Memories not enough

Getting out of the car today and I look over and see the cup that Willie left there the day before he died. The cup that I haven’t had the heart to move yet. The cup that I noticed was there 2 days after he died. I looked at the cup then and the feeling that overwhelmed me then was simply disbelief.
I remember looking at the cup and not being able to place how it got in the cupholder on the door…the passenger door. Then, in a split second, it hit me. I could hear myself telling Willie – like I did a thousand times before – to make sure he took his garbage out of the car with him when he got out. I could see him as clear as he was just a couple of days before… opening the door and saying “yup” like he always did… and not taking the cup with him. I didn’t give it a second thought then. We had just spent the afternoon together talking about counselling and schooling options and picking up his little brother and getting to a therapy session for him. We were meeting his Dad there and it was nearing rush hour and I was focused on traffic and schedules and the stress that had been building since the month before when he had been released from the hospital. That cup was the furthest thing from my mind… yet I had automatically told him to make sure he took it with him. Even in the midst of therapy sessions and the surrealistic “normalcy” we had going of trying to ensure that Willie didn’t commit suicide I still had autopilot going to throw a Mom moment about a plastic cup.
Less than 24 hours later, Willie was dead. Two days after that I found myself looking at that cup and being slammed by shock.

Today I opened the car door to get out my bags and I looked down and saw the cup that I have come to see but not really see. Today though, it took me right back to that moment. I saw Willie again, clear as if he was right there… shrugging and saying “yup” and uncurling his lanky self out of the car – all legs and arms too new in their length for his 16 year old body and mind to wrangle as he sped through puberty. His voice, newly deep and rough – no hint left of my baby in that voice. Him striding away across the parking lot in front of me and his brother. Just over an hour later I would be saying goodbye to him for the last time.
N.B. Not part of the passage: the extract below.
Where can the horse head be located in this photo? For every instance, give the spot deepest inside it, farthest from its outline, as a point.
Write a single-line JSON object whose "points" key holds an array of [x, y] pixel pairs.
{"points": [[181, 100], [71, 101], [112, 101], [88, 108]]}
That cup is my last physical connection to him. Some have argued with me that I should get rid of it; that all it does is bring up painful memories. I disagree though… the pain of loss and memories of that last day are far outweighed by the comfort that it brings when I look over and see it. That connection to him is too significantly the last and final physical connection for me to let it go. It’s hard enough to accept that those memories of him, talking and moving and “being” are only memories and that I’ll never see him again… hard enough to accept that…16 years of memories is too little to last me the rest of my life… but it has to.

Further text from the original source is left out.